FileUpload(value=(), accept='.pdf,.png,.jpg,.jpeg', description='Upload', multiple=True)

In [53]:
def correct_orientation(image):
    """Detect and rotate the image based on orientation metadata from Tesseract."""
    try:
        osd = pytesseract.image_to_osd(image)
        rotate_angle = int([line for line in osd.split('\n') if 'Rotate' in line][0].split(':')[1])
        if rotate_angle != 0:
            print(f"Rotating image by {rotate_angle} degrees")
            image = image.rotate(360 - rotate_angle, expand=True)
    except pytesseract.TesseractError as e:
        print("OSD detection failed:", e)
    return image

In [54]:
def process_image(image, filename, page_num=None):
    display_name = f"{filename}_page{page_num}" if page_num is not None else filename
    print(f"Processing image: {display_name}")
    output_loc = os.path.join(r"C:\Users\nehaj\OneDrive\Desktop\AI_agent\test_json", display_name + "_ocr.json")
    # Correct orientation
    image = correct_orientation(image)
    
    # OCR using Tesseract
    ocr_text = pytesseract.image_to_string(image)

    result = {
        "filename": output_loc,
        "ocr_text": ocr_text,
        "text_blocks": []
    }

    # Save output as JSON
    with open(output_loc, "w", encoding="utf-8") as f:
        json.dump(result, f, indent=2, ensure_ascii=False)
    
    print(f"Saved OCR output to {output_loc}")

In [55]:
def process_uploaded_files(files):
    for file in files:
        file_name = file['name']
        file_content = file['content']

        print(f"\nProcessing uploaded file: {file_name}")
        
        # Handle PDFs
        if file_name.lower().endswith('.pdf'):
            try:
                images = convert_from_bytes(file_content)
                for page_num, image in enumerate(images, start=1):
                    process_image(image, os.path.splitext(file_name)[0], page_num)
            except Exception as e:
                print(f"Failed to process PDF {file_name}: {e}")

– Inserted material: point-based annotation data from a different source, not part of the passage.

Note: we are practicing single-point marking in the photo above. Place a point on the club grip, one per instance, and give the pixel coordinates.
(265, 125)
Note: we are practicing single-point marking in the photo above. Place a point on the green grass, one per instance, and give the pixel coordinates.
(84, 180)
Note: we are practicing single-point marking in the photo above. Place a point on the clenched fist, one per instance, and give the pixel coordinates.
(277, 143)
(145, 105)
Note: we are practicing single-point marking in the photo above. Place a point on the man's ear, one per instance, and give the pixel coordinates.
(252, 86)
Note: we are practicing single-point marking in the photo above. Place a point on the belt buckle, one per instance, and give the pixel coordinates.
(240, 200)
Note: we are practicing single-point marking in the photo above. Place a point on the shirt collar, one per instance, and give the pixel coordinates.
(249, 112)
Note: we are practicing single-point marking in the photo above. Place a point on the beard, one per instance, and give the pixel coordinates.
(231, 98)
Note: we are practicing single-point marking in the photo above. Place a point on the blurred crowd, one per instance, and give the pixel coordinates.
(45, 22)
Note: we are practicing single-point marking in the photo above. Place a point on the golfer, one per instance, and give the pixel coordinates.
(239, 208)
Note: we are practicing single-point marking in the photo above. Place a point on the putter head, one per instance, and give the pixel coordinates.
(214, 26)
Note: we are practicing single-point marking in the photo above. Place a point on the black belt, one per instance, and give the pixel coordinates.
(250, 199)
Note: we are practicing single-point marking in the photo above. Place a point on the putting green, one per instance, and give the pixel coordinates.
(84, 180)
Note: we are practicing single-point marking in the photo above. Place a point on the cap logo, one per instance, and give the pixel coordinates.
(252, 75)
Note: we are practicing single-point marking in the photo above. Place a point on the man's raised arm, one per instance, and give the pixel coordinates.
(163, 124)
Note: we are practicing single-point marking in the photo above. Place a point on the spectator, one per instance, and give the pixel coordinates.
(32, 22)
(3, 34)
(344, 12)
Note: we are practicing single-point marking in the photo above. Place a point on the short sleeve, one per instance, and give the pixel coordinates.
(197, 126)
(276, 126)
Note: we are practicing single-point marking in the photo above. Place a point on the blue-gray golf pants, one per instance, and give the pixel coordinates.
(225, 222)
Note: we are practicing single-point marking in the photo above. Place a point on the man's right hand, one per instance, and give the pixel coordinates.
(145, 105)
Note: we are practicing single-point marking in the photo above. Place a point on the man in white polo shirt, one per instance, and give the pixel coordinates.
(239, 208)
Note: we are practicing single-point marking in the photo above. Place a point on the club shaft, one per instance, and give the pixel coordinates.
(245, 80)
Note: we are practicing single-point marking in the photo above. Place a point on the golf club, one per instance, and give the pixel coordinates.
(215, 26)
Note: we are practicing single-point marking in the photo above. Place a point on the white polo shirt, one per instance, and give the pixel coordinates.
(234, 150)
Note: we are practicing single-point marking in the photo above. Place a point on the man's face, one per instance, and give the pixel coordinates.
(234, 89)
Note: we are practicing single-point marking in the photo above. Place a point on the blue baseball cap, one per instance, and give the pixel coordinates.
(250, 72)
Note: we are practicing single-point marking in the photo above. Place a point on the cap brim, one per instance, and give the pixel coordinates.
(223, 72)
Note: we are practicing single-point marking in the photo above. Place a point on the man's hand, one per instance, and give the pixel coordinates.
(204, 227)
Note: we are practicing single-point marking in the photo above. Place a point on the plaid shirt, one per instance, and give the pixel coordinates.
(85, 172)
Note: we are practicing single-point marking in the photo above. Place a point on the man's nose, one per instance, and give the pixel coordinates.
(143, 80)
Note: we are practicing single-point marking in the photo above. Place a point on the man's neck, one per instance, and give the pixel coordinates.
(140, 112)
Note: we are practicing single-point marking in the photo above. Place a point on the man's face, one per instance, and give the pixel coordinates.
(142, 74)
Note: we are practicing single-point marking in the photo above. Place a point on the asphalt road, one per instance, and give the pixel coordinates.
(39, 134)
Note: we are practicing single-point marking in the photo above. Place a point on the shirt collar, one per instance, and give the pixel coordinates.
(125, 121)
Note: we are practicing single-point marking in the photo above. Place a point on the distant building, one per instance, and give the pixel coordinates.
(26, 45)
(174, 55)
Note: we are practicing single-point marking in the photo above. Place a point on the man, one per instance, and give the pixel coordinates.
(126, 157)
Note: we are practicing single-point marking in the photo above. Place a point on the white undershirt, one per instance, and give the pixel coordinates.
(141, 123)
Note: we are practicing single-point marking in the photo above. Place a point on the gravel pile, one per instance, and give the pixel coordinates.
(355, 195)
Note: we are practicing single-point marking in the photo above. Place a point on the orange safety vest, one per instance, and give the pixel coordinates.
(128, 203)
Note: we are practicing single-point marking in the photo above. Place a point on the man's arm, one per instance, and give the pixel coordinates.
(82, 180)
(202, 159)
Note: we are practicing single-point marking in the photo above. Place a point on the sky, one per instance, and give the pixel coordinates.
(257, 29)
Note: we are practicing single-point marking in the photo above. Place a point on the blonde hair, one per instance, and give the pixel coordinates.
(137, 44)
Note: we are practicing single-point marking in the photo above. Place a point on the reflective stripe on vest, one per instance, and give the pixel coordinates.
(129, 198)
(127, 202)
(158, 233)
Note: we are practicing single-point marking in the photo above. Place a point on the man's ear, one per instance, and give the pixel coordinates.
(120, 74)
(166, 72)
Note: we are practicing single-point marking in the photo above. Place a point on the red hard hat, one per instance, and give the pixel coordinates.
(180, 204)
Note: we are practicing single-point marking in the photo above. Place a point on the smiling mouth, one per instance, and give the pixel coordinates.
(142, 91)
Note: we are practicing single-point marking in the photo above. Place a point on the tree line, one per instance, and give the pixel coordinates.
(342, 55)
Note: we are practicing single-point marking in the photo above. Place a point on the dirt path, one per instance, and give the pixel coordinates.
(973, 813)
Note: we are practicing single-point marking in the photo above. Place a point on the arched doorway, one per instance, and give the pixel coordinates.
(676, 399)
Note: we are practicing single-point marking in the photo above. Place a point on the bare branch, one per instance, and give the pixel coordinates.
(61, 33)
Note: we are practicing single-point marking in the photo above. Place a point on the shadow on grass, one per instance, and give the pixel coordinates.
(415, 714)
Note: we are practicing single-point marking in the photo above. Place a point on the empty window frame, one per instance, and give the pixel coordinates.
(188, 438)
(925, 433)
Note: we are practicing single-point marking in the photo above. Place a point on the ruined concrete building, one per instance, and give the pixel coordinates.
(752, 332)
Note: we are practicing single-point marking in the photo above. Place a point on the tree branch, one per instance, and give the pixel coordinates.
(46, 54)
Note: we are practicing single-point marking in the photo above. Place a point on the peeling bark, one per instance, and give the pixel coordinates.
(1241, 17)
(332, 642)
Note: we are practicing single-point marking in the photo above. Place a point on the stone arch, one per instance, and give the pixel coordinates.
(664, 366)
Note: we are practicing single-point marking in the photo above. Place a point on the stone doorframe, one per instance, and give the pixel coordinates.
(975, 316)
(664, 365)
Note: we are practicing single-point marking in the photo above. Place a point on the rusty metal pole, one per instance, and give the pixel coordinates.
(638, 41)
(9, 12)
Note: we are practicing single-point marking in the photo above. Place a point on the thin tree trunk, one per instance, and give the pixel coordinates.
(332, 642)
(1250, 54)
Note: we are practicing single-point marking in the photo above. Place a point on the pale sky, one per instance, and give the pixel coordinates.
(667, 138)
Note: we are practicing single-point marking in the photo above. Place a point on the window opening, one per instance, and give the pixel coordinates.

        # Handle image files
        elif file_name.lower().endswith(('.png', '.jpg', '.jpeg')):
            try:
                image = Image.open(io.BytesIO(file_content)).convert("RGB")
                process_image(image, os.path.splitext(file_name)[0])
            except Exception as e:
                print(f"Failed to process image {file_name}: {e}")
        
        else:
            print(f"Unsupported file type: {file_name}")


In [56]:
if uploader.value:
    process_uploaded_files(uploader.value)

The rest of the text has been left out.